Interview Questions: how to answer “What is your dream job?”

Sometimes it pays to be slightly conservative with the truth, particularly when asked about your dream job. Yes, you may have always dreamt of being an astronaut. Or maybe you have a secret desire to be a superhero. And, naturally, the thought of being paid a fortune to work just three days a week with generous holiday allowance is rather attractive.

But this isn’t really what your interviewers are looking for – if you want to be seen as a serious candidate you really need to think of an answer that has some kind of connection with the position you are being interviewed for. Irreverent answers or jobs that are totally unrelated to your work will only serve to damage your credibility.

This question is designed to show whether you possess the skills required to be successful in that job, whether you are motivated, and if you’ll feel satisfied in the role.
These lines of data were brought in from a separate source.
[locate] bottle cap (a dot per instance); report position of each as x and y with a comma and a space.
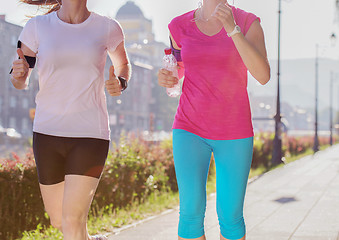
168, 51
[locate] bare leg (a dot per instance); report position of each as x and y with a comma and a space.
222, 238
78, 196
52, 196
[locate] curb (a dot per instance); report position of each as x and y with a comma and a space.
137, 223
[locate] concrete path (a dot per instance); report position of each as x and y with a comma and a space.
299, 202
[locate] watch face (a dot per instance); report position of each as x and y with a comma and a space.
238, 29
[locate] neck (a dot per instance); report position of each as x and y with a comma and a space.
74, 11
209, 7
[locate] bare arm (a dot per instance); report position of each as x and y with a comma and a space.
250, 47
252, 50
121, 68
21, 71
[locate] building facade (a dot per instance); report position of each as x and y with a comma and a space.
144, 106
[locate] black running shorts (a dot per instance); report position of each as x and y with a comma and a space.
57, 157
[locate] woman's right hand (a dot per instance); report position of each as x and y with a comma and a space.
166, 78
20, 68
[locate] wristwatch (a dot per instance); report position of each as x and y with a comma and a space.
123, 83
236, 30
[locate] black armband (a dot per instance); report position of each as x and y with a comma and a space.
30, 60
123, 83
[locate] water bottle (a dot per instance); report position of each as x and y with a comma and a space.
170, 63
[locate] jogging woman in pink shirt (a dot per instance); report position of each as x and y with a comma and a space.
71, 130
215, 45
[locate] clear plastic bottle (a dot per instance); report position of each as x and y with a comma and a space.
170, 63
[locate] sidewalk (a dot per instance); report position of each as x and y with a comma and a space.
299, 202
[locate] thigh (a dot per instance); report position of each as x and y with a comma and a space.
86, 156
233, 160
49, 157
78, 196
191, 159
52, 196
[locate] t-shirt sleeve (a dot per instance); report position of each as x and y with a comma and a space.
174, 29
250, 18
115, 35
28, 35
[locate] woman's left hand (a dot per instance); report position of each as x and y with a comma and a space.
223, 12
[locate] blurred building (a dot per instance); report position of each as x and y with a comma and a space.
140, 107
144, 106
15, 104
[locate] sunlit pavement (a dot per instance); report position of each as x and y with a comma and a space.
299, 201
In short, the interviewer is trying to access whether you’ll be a risk or whether you’ll be a ‘stayer’.

Like many questions of this type, the trick is in your preparation for the interview and how well you know what the job will entail. Think about the core skills that are required or the aspects of the role that are the most appealing to you and how you can build your answer around them. For instance, if you will be working in a team you might talk about the energy you draw from teamwork and how a team dynamic drives you to perform well. Or if you will be working independently of others you might talk about how much you enjoy challenging yourself and your resilient levels of self motivation.

Invent your dream job

A good exercise is to create a profile of your dream job, taking into account elements of the actual job for which you are being interviewed. Don’t worry about details such as job title or the level of seniority. Concentrate instead on the different responsibilities you enjoy, your skills and the personal qualities you possess that will set you apart from other candidates. When you then talk about this in the interview, refer to examples from your career that will demonstrate your enjoyment of a specific work situation or the use of key skills.
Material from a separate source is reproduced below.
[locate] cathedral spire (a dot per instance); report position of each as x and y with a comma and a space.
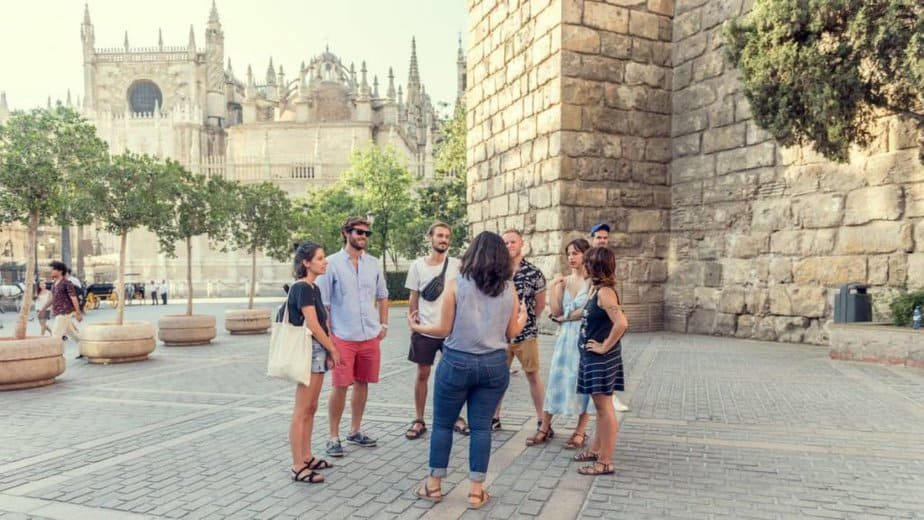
391, 85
As well as reflecting on past situations, you might also think about the goals you hope to achieve and how your dream job would help you get there. In this instance you need to make it clear that your dream job and the job you are being interviewed for are closely aligned. If you can show that the job in question will help move you closer to your dream job and the value you can perceive in fulfilling that role, the interviewer will see value in you. At the same time, it’s important to balance this with how long you expect to stay in the job – avoid giving the impression that you’ll be moving on within six months, recruitment is an expensive process and employers are generally looking for a long-term appointment.

Having a dream is good and, as long as you ensure your dream is rooted in reality, discussing a dream job will help to demonstrate your motivation, the depth of interest in the job that’s on offer and how an employer might benefit by having you on board.